Warren even had a 12-foot section of an oak tree cut, polished and installed in his son's bedroom to make it feel like a tree house. I'm guessing your kid's room doesn't contain any hardwood trees, so how about you leave decisions about what's good for nature up to true aficionados like Kelcy Warren?

3) This is about jobs

Not pipeline jobs of course. Once construction is over, DAPL will require "just 40 permanent maintenance and operational jobs along its entire stretch."

But the pipeline will make boatloads of money for people like Kelcy Warren, which means lots of new jobs in oak tree polishing, javelina pooper scooping and pole vault pit maintenance (oh did I not mention that Warren's mansion has a pole vault pit?)

This is why the AFL-CIO supports DAPL. The nation's largest union federation thinks it will be able to recruit lots of these new workers since they will have so much in common as servants of oil industry executives.

4) It's an issue of public safety

North Dakota police and the Army Corps want to clear the tent camps "to protect the general public from the violent confrontations between protesters and law enforcement officials... and to prevent death, illness, or serious injury to inhabitants of encampments due to the harsh North Dakota winter conditions."

Who knows many innocent bystanders walking around rural North Dakota have already accidentally stumbled into the line of fire at Standing Rock? Imagine you're just walking with your headphones on, oblivious to the world around you when--bam!--you're hit with a rubber bullet or water cannon from the police or--smash!--you're nailed by a prayer or protest chant from a water protector.

5) This is a really great dialogue. Let's keep having it while we finish building the pipeline

Democracy is great, as long as it doesn't get in the way of actual decisions being made. That's why the Army Corps is proposing moving the camps to a "free speech zone" on the other side of the Cannonball River. It's a win-win: you get to protest, and we get the pipeline.

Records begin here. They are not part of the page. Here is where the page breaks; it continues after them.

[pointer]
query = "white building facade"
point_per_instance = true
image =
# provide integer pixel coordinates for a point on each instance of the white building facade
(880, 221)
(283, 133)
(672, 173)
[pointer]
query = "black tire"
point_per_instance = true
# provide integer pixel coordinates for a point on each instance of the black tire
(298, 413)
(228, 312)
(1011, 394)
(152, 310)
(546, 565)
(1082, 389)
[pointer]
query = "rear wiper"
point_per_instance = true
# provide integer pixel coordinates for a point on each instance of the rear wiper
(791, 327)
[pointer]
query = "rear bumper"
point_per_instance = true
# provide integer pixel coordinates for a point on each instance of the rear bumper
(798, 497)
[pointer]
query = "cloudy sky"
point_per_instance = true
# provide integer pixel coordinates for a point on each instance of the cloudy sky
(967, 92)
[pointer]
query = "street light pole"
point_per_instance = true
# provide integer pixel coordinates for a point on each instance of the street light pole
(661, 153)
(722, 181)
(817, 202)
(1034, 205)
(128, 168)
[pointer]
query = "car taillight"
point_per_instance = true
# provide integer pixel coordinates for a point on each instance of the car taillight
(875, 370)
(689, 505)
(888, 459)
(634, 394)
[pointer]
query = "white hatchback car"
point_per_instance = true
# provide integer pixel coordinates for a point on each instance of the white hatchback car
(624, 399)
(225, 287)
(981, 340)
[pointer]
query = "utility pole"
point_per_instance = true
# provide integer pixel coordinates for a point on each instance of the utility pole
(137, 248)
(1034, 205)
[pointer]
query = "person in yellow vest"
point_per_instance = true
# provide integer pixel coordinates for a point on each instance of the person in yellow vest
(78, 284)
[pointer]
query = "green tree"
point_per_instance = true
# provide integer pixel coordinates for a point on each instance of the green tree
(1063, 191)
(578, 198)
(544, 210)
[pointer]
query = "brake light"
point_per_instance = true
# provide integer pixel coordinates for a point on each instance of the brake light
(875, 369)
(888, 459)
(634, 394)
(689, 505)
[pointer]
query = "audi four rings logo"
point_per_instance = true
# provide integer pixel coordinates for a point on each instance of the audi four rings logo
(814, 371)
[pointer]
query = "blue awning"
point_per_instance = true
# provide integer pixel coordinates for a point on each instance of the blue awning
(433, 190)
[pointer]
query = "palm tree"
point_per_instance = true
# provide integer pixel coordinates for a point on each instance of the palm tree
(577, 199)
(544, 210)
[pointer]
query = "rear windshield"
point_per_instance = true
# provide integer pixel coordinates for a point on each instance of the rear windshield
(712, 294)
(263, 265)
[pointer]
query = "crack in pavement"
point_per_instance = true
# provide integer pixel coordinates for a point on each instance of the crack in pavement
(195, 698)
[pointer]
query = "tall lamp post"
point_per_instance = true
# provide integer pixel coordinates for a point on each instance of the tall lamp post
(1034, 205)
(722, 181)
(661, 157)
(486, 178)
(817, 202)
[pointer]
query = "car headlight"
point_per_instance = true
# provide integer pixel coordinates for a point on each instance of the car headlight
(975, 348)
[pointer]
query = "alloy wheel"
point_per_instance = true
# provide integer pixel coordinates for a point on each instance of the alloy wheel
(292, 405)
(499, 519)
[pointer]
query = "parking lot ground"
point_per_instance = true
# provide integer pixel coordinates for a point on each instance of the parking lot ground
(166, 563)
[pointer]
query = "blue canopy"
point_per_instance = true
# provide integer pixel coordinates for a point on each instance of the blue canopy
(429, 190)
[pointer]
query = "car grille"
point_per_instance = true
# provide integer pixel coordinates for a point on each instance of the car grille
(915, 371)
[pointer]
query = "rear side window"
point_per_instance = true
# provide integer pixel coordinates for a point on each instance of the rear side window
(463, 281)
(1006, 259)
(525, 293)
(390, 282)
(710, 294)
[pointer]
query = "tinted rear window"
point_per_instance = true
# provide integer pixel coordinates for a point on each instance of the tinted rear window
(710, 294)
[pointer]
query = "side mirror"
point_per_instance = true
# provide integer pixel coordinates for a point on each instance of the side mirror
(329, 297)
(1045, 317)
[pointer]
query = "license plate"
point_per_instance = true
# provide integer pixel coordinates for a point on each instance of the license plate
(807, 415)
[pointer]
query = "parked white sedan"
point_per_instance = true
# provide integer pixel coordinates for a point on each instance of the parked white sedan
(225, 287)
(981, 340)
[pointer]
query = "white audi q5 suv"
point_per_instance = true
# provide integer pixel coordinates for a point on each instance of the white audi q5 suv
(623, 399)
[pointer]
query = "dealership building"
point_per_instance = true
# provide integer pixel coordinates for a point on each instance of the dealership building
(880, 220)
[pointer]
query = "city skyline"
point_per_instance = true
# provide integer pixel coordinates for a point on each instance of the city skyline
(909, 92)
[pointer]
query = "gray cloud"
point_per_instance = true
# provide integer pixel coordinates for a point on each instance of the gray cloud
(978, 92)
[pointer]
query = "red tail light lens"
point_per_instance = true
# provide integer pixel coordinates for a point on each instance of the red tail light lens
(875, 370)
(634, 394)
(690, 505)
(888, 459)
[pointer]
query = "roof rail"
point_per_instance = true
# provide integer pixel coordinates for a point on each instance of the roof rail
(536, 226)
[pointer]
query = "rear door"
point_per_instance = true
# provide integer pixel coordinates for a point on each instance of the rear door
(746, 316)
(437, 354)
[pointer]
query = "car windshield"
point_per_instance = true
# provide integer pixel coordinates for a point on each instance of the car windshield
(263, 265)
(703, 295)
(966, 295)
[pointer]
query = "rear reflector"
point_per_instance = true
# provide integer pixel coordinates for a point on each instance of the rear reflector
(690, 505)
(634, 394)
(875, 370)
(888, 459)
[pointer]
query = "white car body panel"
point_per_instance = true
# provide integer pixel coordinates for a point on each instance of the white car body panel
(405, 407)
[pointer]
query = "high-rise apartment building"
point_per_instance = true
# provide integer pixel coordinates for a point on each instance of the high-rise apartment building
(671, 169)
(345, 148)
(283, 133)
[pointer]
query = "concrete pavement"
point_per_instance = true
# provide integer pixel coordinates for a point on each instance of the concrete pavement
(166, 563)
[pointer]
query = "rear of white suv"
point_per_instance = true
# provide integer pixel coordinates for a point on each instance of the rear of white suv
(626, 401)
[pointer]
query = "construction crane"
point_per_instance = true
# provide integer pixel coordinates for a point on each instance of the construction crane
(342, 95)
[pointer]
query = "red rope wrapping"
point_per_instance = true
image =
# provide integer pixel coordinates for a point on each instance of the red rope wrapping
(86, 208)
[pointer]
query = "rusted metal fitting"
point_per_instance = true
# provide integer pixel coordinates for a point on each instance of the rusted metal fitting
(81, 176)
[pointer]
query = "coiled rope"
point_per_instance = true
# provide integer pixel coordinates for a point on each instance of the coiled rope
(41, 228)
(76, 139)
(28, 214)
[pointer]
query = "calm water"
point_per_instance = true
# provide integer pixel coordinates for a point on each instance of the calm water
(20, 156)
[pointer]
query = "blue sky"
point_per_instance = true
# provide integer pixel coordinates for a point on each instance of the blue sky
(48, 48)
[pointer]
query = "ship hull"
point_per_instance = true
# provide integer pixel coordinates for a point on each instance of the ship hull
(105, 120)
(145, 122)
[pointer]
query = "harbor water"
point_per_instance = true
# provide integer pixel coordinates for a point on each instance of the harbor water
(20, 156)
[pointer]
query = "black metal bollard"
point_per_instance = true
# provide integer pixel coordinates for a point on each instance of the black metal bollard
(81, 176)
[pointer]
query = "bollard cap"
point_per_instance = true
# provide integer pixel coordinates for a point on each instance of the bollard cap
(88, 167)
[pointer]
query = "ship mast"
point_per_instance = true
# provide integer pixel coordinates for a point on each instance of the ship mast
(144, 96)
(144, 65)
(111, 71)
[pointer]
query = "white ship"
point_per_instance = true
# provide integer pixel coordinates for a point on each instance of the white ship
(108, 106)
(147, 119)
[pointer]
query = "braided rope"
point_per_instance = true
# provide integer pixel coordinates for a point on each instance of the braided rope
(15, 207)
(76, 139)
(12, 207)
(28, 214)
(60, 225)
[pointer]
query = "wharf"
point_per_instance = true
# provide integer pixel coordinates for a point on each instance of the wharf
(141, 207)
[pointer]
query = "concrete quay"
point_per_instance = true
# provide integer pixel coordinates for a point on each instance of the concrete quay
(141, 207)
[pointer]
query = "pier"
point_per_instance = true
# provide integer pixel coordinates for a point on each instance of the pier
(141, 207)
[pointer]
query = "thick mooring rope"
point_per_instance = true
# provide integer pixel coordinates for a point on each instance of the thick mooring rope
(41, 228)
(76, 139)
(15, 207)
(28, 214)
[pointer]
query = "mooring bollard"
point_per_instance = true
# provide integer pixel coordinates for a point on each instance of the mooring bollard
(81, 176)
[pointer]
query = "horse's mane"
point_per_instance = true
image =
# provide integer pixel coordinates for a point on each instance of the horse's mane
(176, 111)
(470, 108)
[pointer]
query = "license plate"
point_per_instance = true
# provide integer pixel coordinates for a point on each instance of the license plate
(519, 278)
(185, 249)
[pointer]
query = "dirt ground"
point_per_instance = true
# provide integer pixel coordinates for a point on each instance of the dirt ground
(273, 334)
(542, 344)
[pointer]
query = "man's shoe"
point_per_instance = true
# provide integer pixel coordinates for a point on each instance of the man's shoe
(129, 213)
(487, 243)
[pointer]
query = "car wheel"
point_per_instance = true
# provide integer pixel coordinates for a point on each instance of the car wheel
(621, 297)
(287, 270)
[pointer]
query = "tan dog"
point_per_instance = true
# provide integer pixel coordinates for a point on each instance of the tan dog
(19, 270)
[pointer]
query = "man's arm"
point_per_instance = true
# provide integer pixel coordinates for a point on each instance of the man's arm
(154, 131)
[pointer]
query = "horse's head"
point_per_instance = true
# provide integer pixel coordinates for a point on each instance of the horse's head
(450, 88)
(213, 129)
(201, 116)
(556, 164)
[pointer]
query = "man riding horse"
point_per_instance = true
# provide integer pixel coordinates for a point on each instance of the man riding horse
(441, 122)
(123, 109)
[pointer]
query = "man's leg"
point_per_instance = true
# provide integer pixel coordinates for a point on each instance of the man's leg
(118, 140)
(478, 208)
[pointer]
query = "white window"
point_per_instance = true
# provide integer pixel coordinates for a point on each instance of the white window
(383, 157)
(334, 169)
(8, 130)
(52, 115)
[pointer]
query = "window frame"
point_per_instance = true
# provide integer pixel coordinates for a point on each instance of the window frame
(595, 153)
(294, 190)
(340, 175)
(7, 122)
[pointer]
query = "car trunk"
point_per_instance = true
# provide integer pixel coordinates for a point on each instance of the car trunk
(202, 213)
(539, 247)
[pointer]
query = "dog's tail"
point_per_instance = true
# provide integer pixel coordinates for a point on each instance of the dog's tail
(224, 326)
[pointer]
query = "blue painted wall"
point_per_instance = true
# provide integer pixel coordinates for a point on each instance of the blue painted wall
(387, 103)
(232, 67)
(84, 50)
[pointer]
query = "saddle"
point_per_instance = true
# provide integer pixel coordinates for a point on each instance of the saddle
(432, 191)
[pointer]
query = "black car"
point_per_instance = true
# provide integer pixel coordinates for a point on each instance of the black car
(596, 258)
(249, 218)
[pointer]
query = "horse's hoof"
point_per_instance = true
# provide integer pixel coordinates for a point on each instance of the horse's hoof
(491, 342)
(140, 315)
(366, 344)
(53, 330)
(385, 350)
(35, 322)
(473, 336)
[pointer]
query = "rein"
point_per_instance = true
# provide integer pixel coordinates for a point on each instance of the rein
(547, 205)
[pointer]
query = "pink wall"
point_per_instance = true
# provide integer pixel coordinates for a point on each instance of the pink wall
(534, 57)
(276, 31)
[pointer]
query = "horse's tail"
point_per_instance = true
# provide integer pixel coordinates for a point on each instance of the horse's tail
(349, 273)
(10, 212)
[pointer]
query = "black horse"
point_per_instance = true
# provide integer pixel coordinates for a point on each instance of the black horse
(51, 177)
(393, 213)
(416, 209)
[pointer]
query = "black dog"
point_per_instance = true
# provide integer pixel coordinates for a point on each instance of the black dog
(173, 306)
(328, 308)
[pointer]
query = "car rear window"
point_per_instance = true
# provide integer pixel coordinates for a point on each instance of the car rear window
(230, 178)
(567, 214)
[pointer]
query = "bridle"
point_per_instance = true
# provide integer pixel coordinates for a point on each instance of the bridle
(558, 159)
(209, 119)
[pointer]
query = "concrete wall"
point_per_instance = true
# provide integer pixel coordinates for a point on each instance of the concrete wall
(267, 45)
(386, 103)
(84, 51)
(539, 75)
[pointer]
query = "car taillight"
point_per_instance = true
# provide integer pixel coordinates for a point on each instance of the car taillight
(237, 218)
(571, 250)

Who knows, if this works, maybe we can expand the same method to other issues that are so bitterly dividing the country. We could set up specially designated "no hate crime zones" and "police don't kill unarmed people zones."

Of course, over time we'll keep taking more land from these areas as we see fit. When that happens, we hope that you'll understand and respect this as a vital part of our way of life.